The crux of the matter, in this case, is that "University of Pennsylvania" and "freshman class" should be constituents, so that the main division (leaving out labels and other details) should not be

(University (of (Pennsylvania freshman class)))

but rather

(University of Pennsylvania) (freshman class))

For each of the following examples from a recent issue of the DP, describe what is wrong with the Stanford parser's analysis. Then try to give a similarly schematic form of what the right analysis should be.

(1) Quarterback Alek Torgersen suffered a head injury late in the first half of Penn’s loss to the Big Green at Franklin Field last weekend. 

(2) Liu said that students may see her chocolates at Houston Hall one day.

(3) It can be difficult to separate the true from the semi-true from the downright false.
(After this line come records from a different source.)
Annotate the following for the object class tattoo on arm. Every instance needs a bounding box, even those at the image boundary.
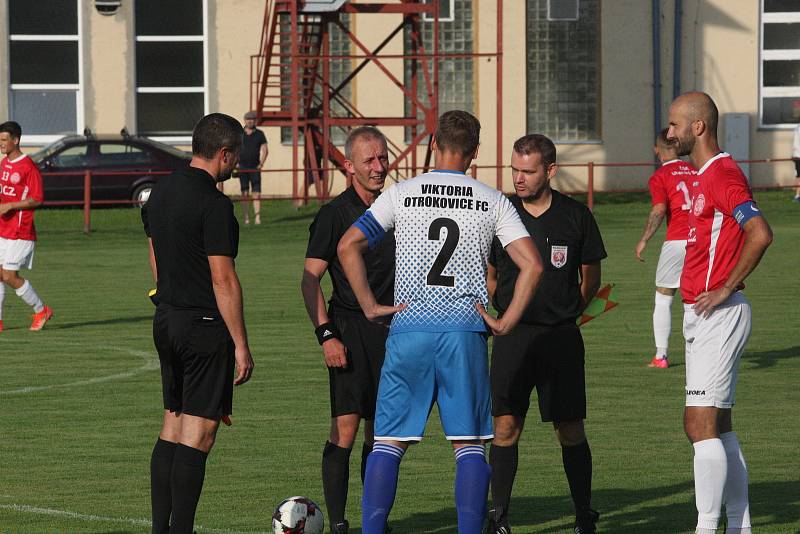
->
[642,211,664,241]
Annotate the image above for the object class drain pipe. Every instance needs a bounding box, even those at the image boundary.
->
[672,0,683,100]
[652,0,662,135]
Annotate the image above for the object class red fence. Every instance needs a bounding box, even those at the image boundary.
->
[42,158,794,233]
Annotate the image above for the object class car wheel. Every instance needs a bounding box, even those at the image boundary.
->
[131,183,153,207]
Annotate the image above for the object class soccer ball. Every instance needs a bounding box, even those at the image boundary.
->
[272,497,325,534]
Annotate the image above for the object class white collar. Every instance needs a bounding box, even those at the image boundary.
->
[697,152,731,175]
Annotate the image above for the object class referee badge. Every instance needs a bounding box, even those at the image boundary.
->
[550,245,567,269]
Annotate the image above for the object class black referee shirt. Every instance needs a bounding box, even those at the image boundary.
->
[306,186,394,312]
[142,167,239,311]
[489,190,607,326]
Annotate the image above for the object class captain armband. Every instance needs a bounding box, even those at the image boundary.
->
[314,322,342,345]
[733,200,761,228]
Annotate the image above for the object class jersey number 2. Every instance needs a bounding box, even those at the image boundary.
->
[427,217,460,287]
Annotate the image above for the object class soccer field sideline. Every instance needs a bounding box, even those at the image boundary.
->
[0,193,800,533]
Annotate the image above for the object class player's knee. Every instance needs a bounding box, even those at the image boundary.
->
[492,416,522,447]
[553,421,586,447]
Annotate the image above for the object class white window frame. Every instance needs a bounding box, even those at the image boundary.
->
[133,0,209,146]
[422,0,456,22]
[6,0,86,146]
[758,0,800,130]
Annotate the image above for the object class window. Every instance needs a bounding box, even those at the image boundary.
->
[404,0,474,143]
[281,13,353,145]
[759,0,800,128]
[135,0,208,138]
[8,0,83,143]
[97,143,151,167]
[526,0,600,143]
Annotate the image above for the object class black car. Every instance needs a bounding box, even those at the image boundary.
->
[31,130,191,204]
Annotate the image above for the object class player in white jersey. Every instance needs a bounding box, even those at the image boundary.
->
[338,111,542,534]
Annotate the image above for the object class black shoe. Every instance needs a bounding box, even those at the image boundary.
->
[574,510,600,534]
[483,508,511,534]
[331,519,350,534]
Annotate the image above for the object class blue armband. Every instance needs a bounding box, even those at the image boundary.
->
[353,211,386,248]
[733,200,761,228]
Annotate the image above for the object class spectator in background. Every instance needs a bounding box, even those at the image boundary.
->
[239,111,269,224]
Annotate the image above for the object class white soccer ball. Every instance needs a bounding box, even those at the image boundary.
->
[272,497,325,534]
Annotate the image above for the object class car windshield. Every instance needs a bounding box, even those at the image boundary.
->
[30,139,65,163]
[141,138,192,159]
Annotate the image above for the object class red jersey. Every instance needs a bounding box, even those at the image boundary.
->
[0,154,44,241]
[648,159,697,241]
[681,152,753,304]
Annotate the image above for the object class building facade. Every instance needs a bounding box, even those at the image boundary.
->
[0,0,800,195]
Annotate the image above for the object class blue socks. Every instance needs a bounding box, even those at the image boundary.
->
[455,445,492,534]
[361,442,405,534]
[361,442,491,534]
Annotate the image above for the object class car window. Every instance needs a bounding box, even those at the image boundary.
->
[50,145,89,169]
[97,143,152,167]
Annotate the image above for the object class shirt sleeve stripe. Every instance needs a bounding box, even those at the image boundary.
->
[353,211,386,248]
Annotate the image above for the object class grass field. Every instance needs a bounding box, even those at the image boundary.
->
[0,193,800,534]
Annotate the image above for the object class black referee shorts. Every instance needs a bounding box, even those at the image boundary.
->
[153,303,235,420]
[490,324,586,423]
[328,310,389,420]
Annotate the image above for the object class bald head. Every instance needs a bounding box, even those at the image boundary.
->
[672,91,719,135]
[667,92,719,161]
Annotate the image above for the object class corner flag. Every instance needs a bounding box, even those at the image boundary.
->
[575,284,618,326]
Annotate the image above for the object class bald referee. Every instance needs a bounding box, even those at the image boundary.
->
[142,113,253,534]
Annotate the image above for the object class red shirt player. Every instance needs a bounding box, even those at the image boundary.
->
[636,132,697,369]
[669,93,772,534]
[0,121,53,332]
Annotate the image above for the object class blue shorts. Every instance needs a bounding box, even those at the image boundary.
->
[375,332,493,441]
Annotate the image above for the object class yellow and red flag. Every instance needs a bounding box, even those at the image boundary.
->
[576,284,619,326]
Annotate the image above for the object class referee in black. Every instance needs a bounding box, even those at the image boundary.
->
[487,134,606,534]
[142,113,253,534]
[300,126,394,534]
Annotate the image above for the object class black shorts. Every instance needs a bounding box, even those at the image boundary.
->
[153,303,234,420]
[490,324,586,423]
[239,171,261,193]
[328,309,389,420]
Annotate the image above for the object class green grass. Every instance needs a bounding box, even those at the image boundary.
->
[0,192,800,534]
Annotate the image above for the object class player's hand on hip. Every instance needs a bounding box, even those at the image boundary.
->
[475,302,514,336]
[233,346,255,386]
[322,337,347,367]
[364,304,406,323]
[694,286,733,317]
[636,240,647,263]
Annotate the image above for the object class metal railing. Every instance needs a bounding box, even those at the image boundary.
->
[42,158,795,234]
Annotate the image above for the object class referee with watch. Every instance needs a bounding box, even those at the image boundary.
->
[300,126,395,534]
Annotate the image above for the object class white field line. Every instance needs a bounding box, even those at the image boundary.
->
[0,347,159,395]
[0,504,270,534]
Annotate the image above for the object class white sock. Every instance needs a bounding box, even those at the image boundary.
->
[694,438,728,533]
[14,280,44,313]
[653,291,673,358]
[719,432,751,534]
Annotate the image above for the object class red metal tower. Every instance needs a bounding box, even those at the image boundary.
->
[250,0,502,199]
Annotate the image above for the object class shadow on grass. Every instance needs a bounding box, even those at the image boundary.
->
[742,345,800,369]
[350,480,800,534]
[47,314,153,330]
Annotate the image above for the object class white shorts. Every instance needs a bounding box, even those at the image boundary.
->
[683,291,752,408]
[656,240,686,288]
[0,237,36,271]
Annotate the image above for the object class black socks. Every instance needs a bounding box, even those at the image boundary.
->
[150,438,177,534]
[322,441,352,526]
[489,444,519,517]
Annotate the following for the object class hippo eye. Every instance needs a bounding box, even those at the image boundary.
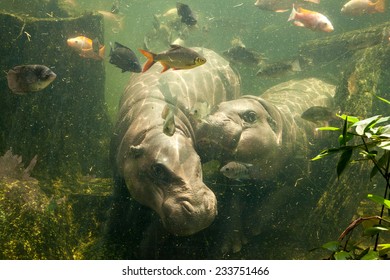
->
[151,163,170,181]
[242,111,257,123]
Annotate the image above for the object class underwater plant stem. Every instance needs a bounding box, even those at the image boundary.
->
[374,151,390,251]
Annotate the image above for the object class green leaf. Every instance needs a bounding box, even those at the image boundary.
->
[337,148,353,177]
[352,115,381,136]
[334,251,352,260]
[367,193,390,209]
[378,141,390,151]
[361,251,379,260]
[316,126,340,131]
[377,124,390,138]
[363,226,389,236]
[370,152,390,179]
[378,244,390,256]
[339,116,348,146]
[311,148,343,161]
[338,132,354,146]
[321,241,340,252]
[336,114,359,123]
[372,93,390,105]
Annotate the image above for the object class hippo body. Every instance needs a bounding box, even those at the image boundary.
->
[109,48,240,243]
[196,78,335,254]
[196,78,335,180]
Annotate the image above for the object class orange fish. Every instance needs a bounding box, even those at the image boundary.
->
[288,5,334,32]
[67,36,105,60]
[341,0,385,16]
[139,45,206,73]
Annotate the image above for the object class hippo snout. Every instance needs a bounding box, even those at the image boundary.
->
[162,187,217,236]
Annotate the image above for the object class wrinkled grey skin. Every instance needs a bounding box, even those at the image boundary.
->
[196,79,335,253]
[196,78,335,180]
[112,48,239,235]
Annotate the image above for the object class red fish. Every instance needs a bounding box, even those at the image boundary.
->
[139,45,206,73]
[288,5,334,32]
[67,36,105,60]
[341,0,385,16]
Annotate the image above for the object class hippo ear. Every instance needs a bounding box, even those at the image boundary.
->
[129,145,144,158]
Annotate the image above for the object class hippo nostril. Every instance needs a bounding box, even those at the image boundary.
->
[181,201,195,214]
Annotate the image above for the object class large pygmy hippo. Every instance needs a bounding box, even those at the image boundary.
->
[111,48,239,235]
[196,78,335,179]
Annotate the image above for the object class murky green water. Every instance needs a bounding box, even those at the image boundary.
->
[0,0,390,259]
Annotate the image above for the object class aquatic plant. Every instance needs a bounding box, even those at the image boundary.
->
[0,149,37,181]
[312,96,390,259]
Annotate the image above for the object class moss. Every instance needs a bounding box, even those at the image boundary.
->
[0,177,112,259]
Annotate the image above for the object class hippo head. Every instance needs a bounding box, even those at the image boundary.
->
[120,127,217,235]
[196,96,283,178]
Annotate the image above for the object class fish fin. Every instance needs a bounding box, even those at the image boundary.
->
[161,62,171,73]
[374,0,386,13]
[294,20,305,27]
[92,37,101,54]
[99,46,106,59]
[291,59,302,72]
[287,4,297,21]
[298,7,318,15]
[170,44,183,50]
[138,49,156,73]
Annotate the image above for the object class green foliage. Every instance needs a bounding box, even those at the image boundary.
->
[312,99,390,260]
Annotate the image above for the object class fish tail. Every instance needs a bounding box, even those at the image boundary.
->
[139,49,156,72]
[99,46,106,59]
[375,0,386,13]
[291,58,302,72]
[287,4,297,21]
[304,0,320,4]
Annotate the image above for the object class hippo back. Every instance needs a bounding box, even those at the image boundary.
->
[260,78,336,153]
[107,48,240,242]
[118,48,240,133]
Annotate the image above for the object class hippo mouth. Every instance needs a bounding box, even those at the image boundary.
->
[162,190,217,236]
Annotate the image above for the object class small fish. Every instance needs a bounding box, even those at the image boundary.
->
[256,59,302,79]
[189,101,210,121]
[111,0,120,14]
[161,104,176,136]
[219,161,253,180]
[139,45,206,73]
[255,0,320,13]
[222,46,264,66]
[7,65,57,94]
[341,0,385,16]
[171,37,186,47]
[110,42,142,73]
[301,106,336,123]
[67,36,105,60]
[176,2,197,26]
[288,5,334,32]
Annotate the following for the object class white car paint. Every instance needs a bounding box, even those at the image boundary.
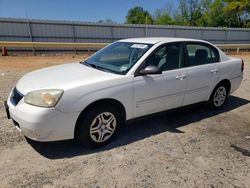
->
[7,38,243,141]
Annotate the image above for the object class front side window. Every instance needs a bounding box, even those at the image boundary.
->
[83,42,152,74]
[146,43,183,71]
[186,43,219,66]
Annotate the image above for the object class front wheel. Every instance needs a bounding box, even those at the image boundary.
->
[209,84,229,109]
[76,106,122,148]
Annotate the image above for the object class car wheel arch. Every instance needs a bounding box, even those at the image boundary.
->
[208,78,231,100]
[74,98,126,137]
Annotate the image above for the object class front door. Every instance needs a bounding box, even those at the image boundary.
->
[133,43,187,118]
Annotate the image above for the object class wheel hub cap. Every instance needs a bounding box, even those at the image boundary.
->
[90,112,116,142]
[214,86,227,107]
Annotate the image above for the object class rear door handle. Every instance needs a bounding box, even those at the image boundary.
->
[175,74,186,80]
[210,68,218,74]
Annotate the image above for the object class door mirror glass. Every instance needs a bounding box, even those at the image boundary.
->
[139,65,161,75]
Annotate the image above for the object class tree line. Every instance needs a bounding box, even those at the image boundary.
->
[126,0,250,28]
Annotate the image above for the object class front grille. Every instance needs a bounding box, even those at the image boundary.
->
[10,88,23,106]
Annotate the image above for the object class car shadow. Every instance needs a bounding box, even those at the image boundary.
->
[27,96,250,159]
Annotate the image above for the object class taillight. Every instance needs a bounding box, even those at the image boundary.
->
[241,59,244,72]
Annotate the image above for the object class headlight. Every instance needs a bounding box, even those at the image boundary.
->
[24,89,63,108]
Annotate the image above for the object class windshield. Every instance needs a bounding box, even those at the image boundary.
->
[82,42,152,75]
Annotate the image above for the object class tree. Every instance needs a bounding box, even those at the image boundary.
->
[224,0,250,27]
[154,9,175,25]
[126,7,154,24]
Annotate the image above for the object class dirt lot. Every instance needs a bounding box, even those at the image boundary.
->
[0,55,250,188]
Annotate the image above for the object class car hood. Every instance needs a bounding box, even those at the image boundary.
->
[16,63,121,95]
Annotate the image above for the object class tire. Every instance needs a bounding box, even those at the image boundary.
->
[76,104,122,148]
[209,83,229,110]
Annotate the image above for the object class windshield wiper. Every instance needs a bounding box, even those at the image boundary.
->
[80,61,112,73]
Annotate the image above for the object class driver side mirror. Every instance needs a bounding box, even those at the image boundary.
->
[139,65,162,76]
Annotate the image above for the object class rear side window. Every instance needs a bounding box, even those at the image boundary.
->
[186,43,219,66]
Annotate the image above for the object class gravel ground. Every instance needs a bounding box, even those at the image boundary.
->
[0,55,250,188]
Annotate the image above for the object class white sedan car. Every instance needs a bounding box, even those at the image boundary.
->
[5,38,244,147]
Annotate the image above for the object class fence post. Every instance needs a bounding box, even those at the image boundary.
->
[110,25,114,42]
[27,21,36,55]
[71,24,77,54]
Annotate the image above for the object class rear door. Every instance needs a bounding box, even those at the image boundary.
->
[183,42,219,105]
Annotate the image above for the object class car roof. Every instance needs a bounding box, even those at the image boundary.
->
[119,37,208,44]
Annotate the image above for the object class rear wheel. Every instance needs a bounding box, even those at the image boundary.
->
[76,106,122,147]
[209,83,229,109]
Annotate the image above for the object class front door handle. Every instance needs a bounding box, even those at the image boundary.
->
[210,68,218,74]
[175,74,186,80]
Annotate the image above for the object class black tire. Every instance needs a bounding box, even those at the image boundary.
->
[208,83,229,110]
[75,104,123,148]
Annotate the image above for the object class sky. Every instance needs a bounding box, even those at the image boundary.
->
[0,0,176,23]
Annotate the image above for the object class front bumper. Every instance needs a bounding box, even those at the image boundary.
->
[5,98,79,142]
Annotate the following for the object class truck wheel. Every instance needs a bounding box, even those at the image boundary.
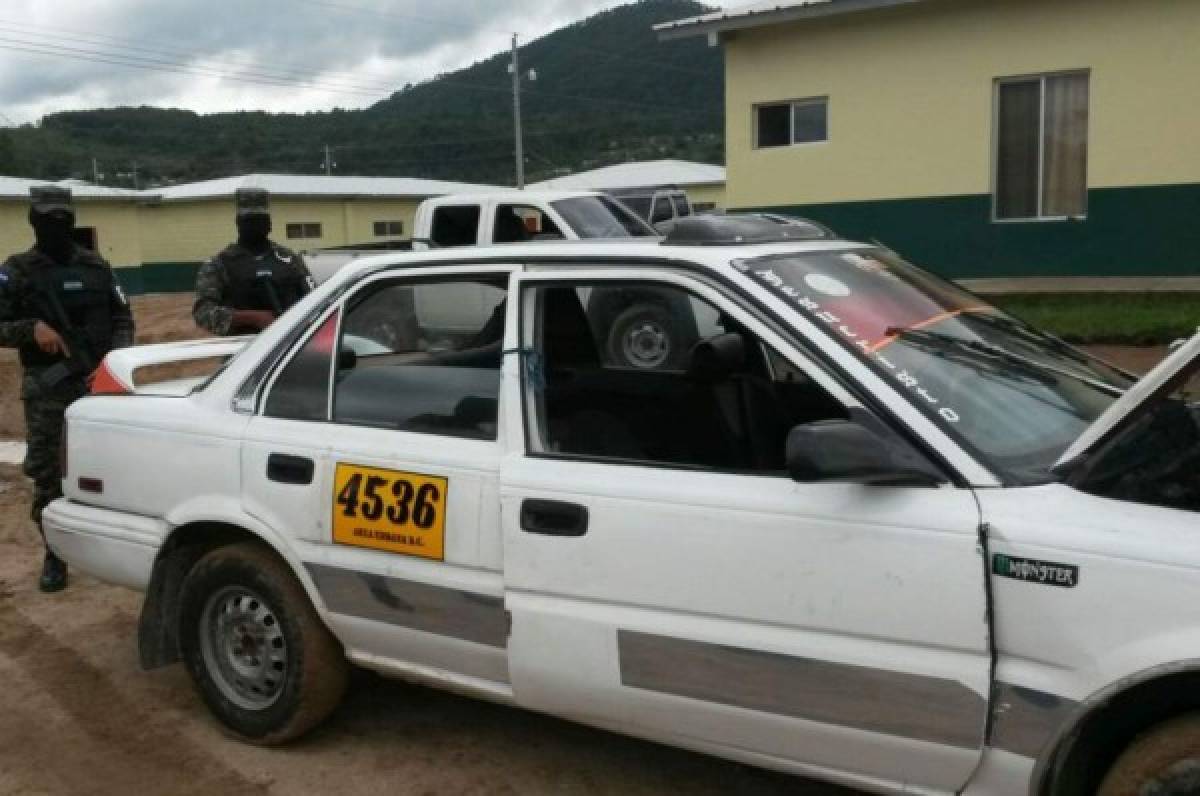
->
[606,304,686,370]
[179,544,348,746]
[1097,713,1200,796]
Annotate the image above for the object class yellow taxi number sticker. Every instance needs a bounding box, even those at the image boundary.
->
[334,463,448,561]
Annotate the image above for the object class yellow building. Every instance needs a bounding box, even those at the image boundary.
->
[0,176,143,282]
[658,0,1200,277]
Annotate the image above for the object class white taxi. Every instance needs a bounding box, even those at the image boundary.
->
[44,219,1200,795]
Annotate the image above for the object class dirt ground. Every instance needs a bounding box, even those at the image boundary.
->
[0,295,1163,796]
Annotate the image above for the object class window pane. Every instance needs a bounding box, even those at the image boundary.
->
[996,80,1042,219]
[334,276,506,439]
[1042,74,1088,216]
[263,312,338,420]
[526,282,845,474]
[650,196,674,223]
[756,103,792,146]
[431,204,479,246]
[793,100,829,144]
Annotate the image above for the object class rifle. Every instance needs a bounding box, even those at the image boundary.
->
[36,288,100,390]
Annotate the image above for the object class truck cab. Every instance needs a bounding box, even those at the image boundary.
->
[413,191,658,249]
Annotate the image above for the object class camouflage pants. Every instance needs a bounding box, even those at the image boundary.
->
[24,397,72,531]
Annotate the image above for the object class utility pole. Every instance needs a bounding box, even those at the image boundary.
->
[509,34,524,191]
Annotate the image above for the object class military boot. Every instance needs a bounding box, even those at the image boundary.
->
[37,550,67,593]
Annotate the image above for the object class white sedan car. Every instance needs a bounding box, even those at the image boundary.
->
[46,219,1200,796]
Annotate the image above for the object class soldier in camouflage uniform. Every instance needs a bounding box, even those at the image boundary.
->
[0,186,133,592]
[192,188,314,336]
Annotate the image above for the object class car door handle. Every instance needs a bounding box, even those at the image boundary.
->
[266,454,314,485]
[521,498,588,537]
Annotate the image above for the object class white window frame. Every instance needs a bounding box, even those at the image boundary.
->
[991,68,1092,223]
[283,221,325,240]
[371,219,404,238]
[751,95,829,150]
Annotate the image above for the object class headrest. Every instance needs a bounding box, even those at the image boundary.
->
[688,331,746,382]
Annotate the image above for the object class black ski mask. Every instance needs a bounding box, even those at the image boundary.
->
[29,209,74,265]
[238,213,271,252]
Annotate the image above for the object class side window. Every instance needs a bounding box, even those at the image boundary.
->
[524,282,847,475]
[430,204,479,246]
[263,312,338,421]
[650,196,674,223]
[334,275,508,439]
[492,204,563,244]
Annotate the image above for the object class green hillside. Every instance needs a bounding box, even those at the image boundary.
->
[0,0,724,186]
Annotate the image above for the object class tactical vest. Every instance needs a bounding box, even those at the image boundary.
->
[222,246,308,312]
[18,264,115,367]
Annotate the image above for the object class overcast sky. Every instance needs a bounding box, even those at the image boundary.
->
[0,0,729,124]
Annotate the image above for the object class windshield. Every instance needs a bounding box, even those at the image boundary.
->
[550,196,658,238]
[739,249,1134,484]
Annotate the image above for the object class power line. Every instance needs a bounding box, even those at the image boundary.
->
[0,35,719,120]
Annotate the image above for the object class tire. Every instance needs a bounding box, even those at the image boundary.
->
[1097,713,1200,796]
[179,543,349,746]
[605,304,688,370]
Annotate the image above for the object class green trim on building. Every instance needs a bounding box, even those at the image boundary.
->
[748,184,1200,279]
[114,262,200,295]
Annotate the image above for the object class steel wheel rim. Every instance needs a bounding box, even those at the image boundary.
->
[200,586,288,711]
[620,321,671,369]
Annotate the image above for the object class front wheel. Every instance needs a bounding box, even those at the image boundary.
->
[180,544,348,746]
[1097,713,1200,796]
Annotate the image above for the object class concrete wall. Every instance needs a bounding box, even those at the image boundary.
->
[725,0,1200,276]
[686,184,726,209]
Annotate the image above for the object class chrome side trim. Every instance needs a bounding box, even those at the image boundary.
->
[988,681,1079,760]
[617,629,988,749]
[305,563,509,650]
Again, the Berkeley parser may be worth comparing -- though there is no guarantee that either system will get any particular sentence right.

You may find it helpful to start with a more skeletal analysis, putting in only a few of the crucial labeled brackets to make sure that you have the basic structure correct. That is the key step -- adding the rest of the (more detailed) structure can come later.